Even if you take the last 21 points, it's too much because the corresponding straight line (green) doesn't fit the last points. The fitting can be accurate only on a smaller range where the curvature of the curve remains negligible.

For example, with the 10 last points the result of linear regression is shown on the next graph :

enter image description here

One see on the left figure that the fitting is much improved. But if we consider the whole set of points (on the right figure) the fitting is worse for the first points.

The conclusion is evident : it is impossible to achieve a good fit for all the points with a model of the form $t=kn^a$ with only two adjustable parameters $k$ and $a$.

All depends on what you want do with the model.

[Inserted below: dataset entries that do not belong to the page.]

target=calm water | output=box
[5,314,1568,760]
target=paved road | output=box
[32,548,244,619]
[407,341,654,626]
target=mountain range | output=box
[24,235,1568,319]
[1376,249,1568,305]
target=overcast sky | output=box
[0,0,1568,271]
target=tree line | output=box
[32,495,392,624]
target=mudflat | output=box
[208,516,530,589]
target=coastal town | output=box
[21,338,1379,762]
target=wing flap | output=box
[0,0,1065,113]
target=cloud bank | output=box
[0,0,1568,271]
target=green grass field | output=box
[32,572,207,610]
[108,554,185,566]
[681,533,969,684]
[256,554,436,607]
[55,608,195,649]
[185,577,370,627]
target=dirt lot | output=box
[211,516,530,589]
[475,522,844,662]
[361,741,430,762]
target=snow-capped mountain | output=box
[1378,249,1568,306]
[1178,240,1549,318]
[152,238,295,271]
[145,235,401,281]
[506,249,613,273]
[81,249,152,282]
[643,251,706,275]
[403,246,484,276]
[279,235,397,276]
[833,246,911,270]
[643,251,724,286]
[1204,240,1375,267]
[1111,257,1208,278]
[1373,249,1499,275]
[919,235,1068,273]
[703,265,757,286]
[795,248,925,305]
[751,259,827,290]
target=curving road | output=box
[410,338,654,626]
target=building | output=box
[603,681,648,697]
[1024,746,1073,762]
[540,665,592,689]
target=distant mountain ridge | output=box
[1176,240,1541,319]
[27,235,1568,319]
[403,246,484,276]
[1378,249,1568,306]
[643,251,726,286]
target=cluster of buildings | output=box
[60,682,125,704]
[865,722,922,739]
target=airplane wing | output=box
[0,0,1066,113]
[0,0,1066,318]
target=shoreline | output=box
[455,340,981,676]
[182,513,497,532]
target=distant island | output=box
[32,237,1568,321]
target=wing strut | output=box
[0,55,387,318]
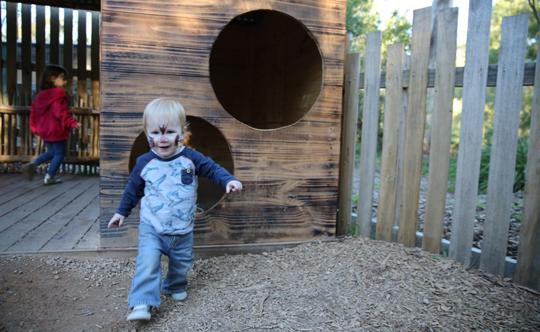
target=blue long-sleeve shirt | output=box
[117,147,236,235]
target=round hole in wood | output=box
[129,115,234,212]
[210,10,323,129]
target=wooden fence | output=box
[337,4,540,289]
[0,2,100,168]
[0,106,99,165]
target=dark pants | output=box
[33,141,66,177]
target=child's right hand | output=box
[107,213,126,228]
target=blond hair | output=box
[143,98,186,133]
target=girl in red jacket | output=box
[23,65,79,184]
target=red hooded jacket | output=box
[30,88,77,142]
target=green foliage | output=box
[489,0,539,63]
[346,0,380,53]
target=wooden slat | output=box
[49,7,60,64]
[6,2,17,105]
[91,12,100,110]
[360,62,536,89]
[40,193,99,251]
[0,7,3,105]
[11,180,97,251]
[21,5,32,105]
[74,214,101,250]
[480,14,528,275]
[36,6,46,87]
[356,31,381,237]
[0,178,80,233]
[398,7,431,247]
[449,0,491,266]
[376,43,404,241]
[515,38,540,289]
[0,113,8,155]
[0,180,89,251]
[336,53,360,235]
[422,8,458,254]
[62,9,73,77]
[77,10,88,107]
[0,178,47,214]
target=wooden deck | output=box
[0,174,99,253]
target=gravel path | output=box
[353,170,523,259]
[0,238,540,331]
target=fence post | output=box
[422,8,458,254]
[398,7,431,247]
[515,36,540,290]
[450,0,491,265]
[336,38,360,235]
[375,43,403,241]
[6,2,17,105]
[356,31,381,237]
[480,14,528,275]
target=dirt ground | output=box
[0,238,540,332]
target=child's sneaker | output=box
[21,162,36,181]
[127,304,152,321]
[43,174,62,185]
[171,291,187,301]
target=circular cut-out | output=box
[210,10,323,129]
[129,116,234,211]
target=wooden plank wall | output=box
[345,0,540,289]
[0,2,100,163]
[100,0,345,247]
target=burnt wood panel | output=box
[100,0,345,247]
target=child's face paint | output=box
[147,124,182,158]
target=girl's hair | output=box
[39,65,68,90]
[143,98,186,133]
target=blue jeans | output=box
[33,141,66,177]
[128,223,193,308]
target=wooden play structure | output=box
[0,0,540,289]
[100,0,345,248]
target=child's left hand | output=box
[225,180,242,194]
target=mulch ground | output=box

If it's for practical computation (for example interpolation) you can divide the whole range in a series of segments (for example each one corresponding to one decade) and use for each section the different values of $k,n$ obtained from linear regression.

In other cases, a more sophisticated model is required with more adjustable parameters and non-linear regression. It's a hard task if both the absolute and relative deviations have to be minimized on a large range (several decades) of data.

The best is if the choice of functions in the model is oriented by physical consideration when the data comes from real experiment. In the present case, without further information, a polynomial function was chosen with four parameters. This model leads to the result below :

enter image description here

All the points where taken in the linear regression for the coefficients of the polynomial function.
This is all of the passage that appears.